利用者さんとの距離のとり方

人間同士の適切な距離というのは、状況によって変わってきます。特に日本人は知らない人が近寄ってくるのを嫌がりますが、身体の弱ってきた高齢者や認知症で警戒心の強くなった高齢者は、とりわけその傾向が強くなります。

こうした実情を踏まえると、介護施設で働くスタッフは利用者さんとの距離感に十分気をつける必要があるといえます。介護の現場で元気に話しかけるのはよいのですが、まだ慣れ親しんでいないうちに、いきなり距離を縮めると警戒されてしまうので要注意です。

もし介護をする人が高齢者より背が高い場合、特に男性の介護者の場合は、手を伸ばせば触れられる距離に入ったなら、さり気なく腰をかがめるようにしましょう。

また、相手を安心させるためには、お年寄りの目より自分の目が低くなるようにしてアプローチしていくことが大切です。車椅子に坐っている人とコミュニケーションを取る場合は、片膝をつくなどしてしっかりしゃがんで対応するようにしましょう。

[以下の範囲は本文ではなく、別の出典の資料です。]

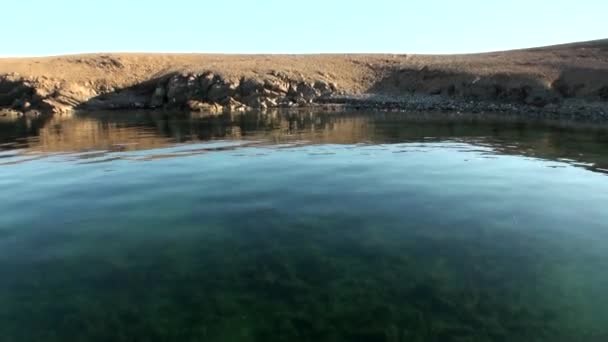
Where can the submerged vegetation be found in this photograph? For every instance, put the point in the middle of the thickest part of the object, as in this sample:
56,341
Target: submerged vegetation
333,227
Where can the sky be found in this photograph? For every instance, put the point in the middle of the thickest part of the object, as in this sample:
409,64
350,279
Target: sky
54,27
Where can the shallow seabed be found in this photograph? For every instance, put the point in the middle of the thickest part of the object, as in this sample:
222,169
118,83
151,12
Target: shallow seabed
302,227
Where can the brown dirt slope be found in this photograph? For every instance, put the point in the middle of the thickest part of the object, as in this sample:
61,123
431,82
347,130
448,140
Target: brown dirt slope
534,76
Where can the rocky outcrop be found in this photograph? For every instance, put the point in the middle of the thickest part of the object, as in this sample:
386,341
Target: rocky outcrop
215,92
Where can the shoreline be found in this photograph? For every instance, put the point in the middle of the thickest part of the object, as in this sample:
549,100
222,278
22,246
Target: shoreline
566,81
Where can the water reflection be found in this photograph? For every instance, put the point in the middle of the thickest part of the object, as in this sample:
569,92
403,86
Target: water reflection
131,131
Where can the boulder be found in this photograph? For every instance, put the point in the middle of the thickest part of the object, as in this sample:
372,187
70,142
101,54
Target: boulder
251,86
158,97
276,85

こうした話しかける距離の遠近を利用して、伝達にメリハリをつけることも可能です。一つの例として、「ご飯ですよ」「お風呂ですよ」など日常的な分かりやすい声かけは、ちょっと離れたところから大きめの声で呼びかけるというやり方があります。

大きめの声でちょっと距離をおいて話しかけることで、施設全体の決まり事というイメージを抱かせるのです。このように、大きな声で広い空間に声を満たすことで、お年寄りに家族や他者との結びつきを感じてもらうこともできます。

介護士という仕事を長く続けるための秘訣は、「利用者さんと仲良くなること」だといっても過言ではありません。利用者さんとの信頼関係はやりがいに直結します。仕事に対するモチベーションを上げるという意味でも、人間関係を良好に保つ心がけは非常に重要なポイントです。

また、一言に介護といっても職種はさまざまあり、仕事内容はもちろん人との関わり方も変わってきます。現場でのやりがいがある分、きつい面も当然でてくるでしょう。そんな中でも仕事を続けていくためには、モチベーションの基盤となる自分のやりがいをハッキリとさせておくことが大事です。もし介護業界に興味を抱いている方は、お年寄りを支えるやりがいについてじっくりと熟考しておいた方がいいでしょう。